I took your question to mean whether the reviews in question could be trusted to show results that supported your claims. (They do not.) Instead, you were asking whether the reviews in question were scientifically reliable, which they were.
THERE IS NO "MORAL SUPERIORITY" TO THIS MATTER. You have provided anecdotes of differences between amps. Amplifiers that are competently designed are not "punchier", nor do they have "character" or "warmth". These differences were not supported by logic or scientific comparisons. They were, at a minimum, the result of human bias and fallibility. The conclusion is that the differences you purport to hear did not exist, yet you offer them as if they had value.
You say you are trying to help others. These anecdotes are not helpful because thy are not supported by controlled comparisons. That is why they are "worthless" and "misleading". If you want to help others, provide information that is based on science, and is able to be replicated.
"Passion" (another word for "emotion") is not a reason to make statements unsupported by logic or science, nor does "point of view" validate such statements. This site supports clear and logical thinking, not emotion.
No one is censoring you. No member can do that. Only the moderators can do that. You are simply being provided with insight into your mistakes. Please abandon reliance on subjective opinion, and read the links I provided for you regarding 1) cognitive bias, 2) the correct way to determine differences through blind testing, and 3) the ease with which the human brain can be fooled.

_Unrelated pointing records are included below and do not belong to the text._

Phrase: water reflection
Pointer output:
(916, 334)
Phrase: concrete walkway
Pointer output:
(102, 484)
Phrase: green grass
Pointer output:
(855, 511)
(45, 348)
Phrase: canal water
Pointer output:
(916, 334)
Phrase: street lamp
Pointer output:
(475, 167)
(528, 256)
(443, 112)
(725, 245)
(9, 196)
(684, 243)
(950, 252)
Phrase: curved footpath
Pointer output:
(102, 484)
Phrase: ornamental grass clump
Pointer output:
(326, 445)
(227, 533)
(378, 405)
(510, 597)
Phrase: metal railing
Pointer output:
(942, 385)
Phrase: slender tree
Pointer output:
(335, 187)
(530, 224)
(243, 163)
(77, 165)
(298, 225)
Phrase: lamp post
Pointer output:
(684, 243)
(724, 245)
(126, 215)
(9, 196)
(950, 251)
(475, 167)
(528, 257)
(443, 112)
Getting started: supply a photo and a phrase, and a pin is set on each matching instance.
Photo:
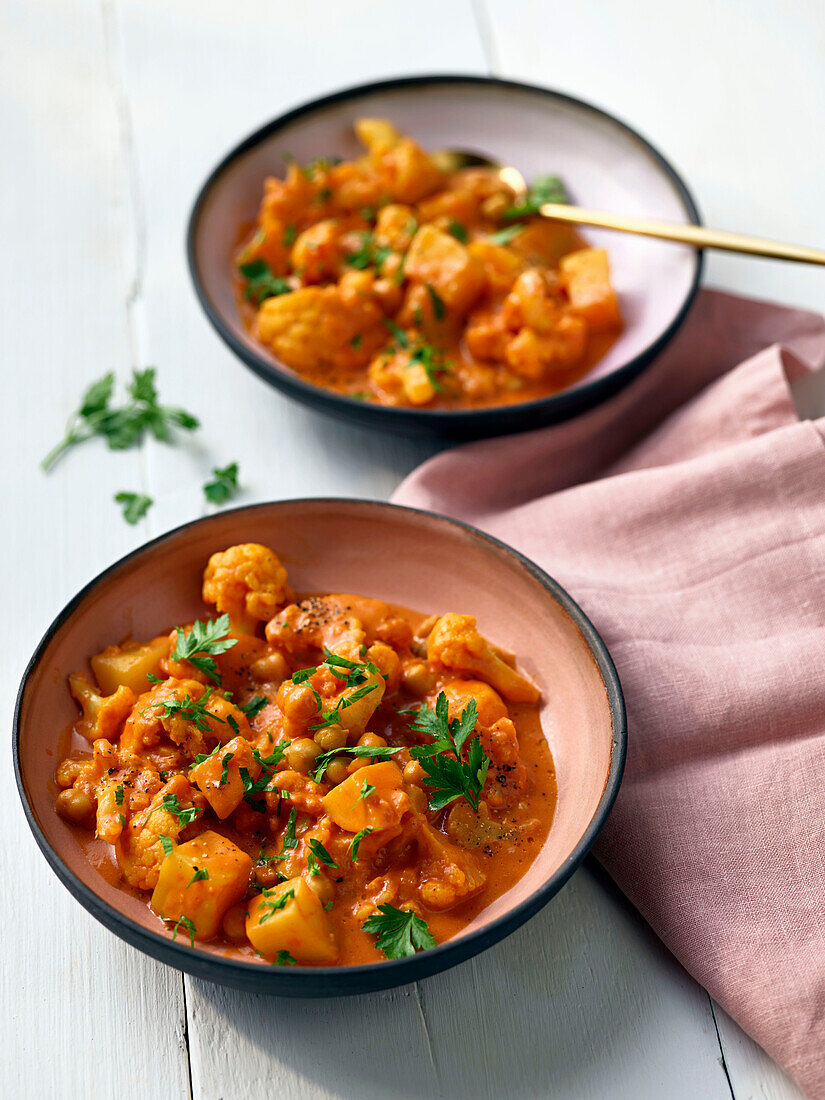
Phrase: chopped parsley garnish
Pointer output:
(189, 710)
(505, 235)
(121, 426)
(355, 843)
(223, 484)
(187, 924)
(542, 189)
(439, 309)
(398, 932)
(449, 776)
(135, 505)
(457, 230)
(369, 254)
(200, 872)
(317, 856)
(202, 642)
(254, 706)
(261, 283)
(185, 814)
(381, 751)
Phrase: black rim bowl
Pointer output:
(470, 424)
(337, 981)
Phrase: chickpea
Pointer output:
(337, 771)
(67, 772)
(418, 677)
(331, 737)
(303, 754)
(234, 923)
(296, 701)
(321, 887)
(75, 806)
(374, 740)
(414, 772)
(272, 668)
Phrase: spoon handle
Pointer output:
(696, 235)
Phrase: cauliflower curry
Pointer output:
(391, 281)
(317, 781)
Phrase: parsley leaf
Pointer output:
(449, 776)
(542, 189)
(223, 484)
(261, 282)
(355, 843)
(439, 309)
(121, 426)
(135, 505)
(199, 645)
(398, 932)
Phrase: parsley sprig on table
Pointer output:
(449, 774)
(202, 642)
(398, 932)
(542, 189)
(223, 484)
(125, 425)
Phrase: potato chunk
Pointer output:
(314, 329)
(382, 807)
(226, 796)
(290, 917)
(128, 666)
(444, 263)
(202, 900)
(586, 275)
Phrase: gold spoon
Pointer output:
(699, 237)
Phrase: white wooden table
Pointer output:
(111, 113)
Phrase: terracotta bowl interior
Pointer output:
(604, 165)
(404, 557)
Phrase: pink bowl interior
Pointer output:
(404, 557)
(603, 165)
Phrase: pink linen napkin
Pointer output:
(686, 516)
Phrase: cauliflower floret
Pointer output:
(140, 850)
(457, 644)
(102, 715)
(317, 329)
(248, 582)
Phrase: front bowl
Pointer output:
(605, 164)
(399, 554)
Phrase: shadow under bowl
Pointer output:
(399, 554)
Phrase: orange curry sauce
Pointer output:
(253, 847)
(391, 281)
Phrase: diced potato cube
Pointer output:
(290, 917)
(381, 809)
(226, 796)
(438, 259)
(128, 666)
(182, 891)
(586, 275)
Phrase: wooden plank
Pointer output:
(582, 1002)
(84, 1013)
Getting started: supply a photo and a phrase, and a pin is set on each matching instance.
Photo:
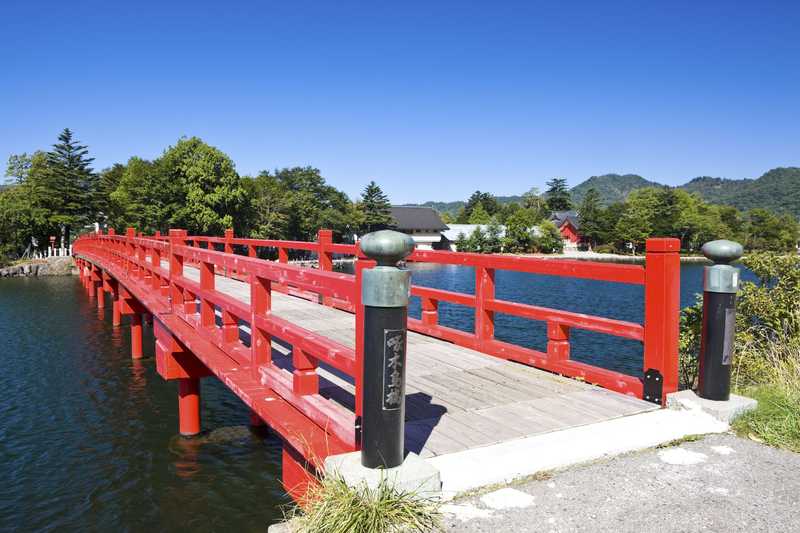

In addition to those links, there are more in the Audio Reference Library on this site.
Jim
So, Jim, I like your input on this and coming from an engineering background, I've probably posted many missives just like this in various photography forums - in photography, there area lot of folks also looking for the 'character' of a lens, for example, when in reality the best-measuring, most technically perfect lens adds no 'character' and just delivers the light wavelengths and intensity exactly as received directly to the sensor.
Adding 'character' simply means adding optical distortions.
Here's where I've landed, though - there are rare times when the expression of a subjective preference is
simply describing an attribute that hasn't had an objective framework built around it yet.
I can give you examples in several areas of this, but what springs to mind regarding the photography analogy is
bokeh - there is absolutely no objective way to measure the quality or appeal of bokeh. Believe me, many have tried, some very smart folks have tried and failed with sometimes ridiculous results. Bokeh is tied to the number of aperture blades, but not just that - very many attributes of various aspherical elements in combination with each other affect this, and tweaking a lens for a chromatic aberration for example can fix the CA but make the bokeh seem un-appealing.
So, I have no doubt that it's possible to define and measure this attribute - build a computer model that takes the lens elements in the design, the number pf aperture blades, maximum aperture of the lens and rate it's subjective bokeh appeal at every aperture - but even with decades of computer-modeled, aspherical lens designs bringing incredible optical capability on demand - no manufacturer can magically adjust a rheostat to make bokeh prettier. Yet.
Now, one advantage with photography is you can show bokeh in forums, which you can't do with the audio experience in any real way. With audio subjectivity (from a trusted source who's opinions have matched yours in the past) is still valuable and necessary if used with whatever objective data is available, if any.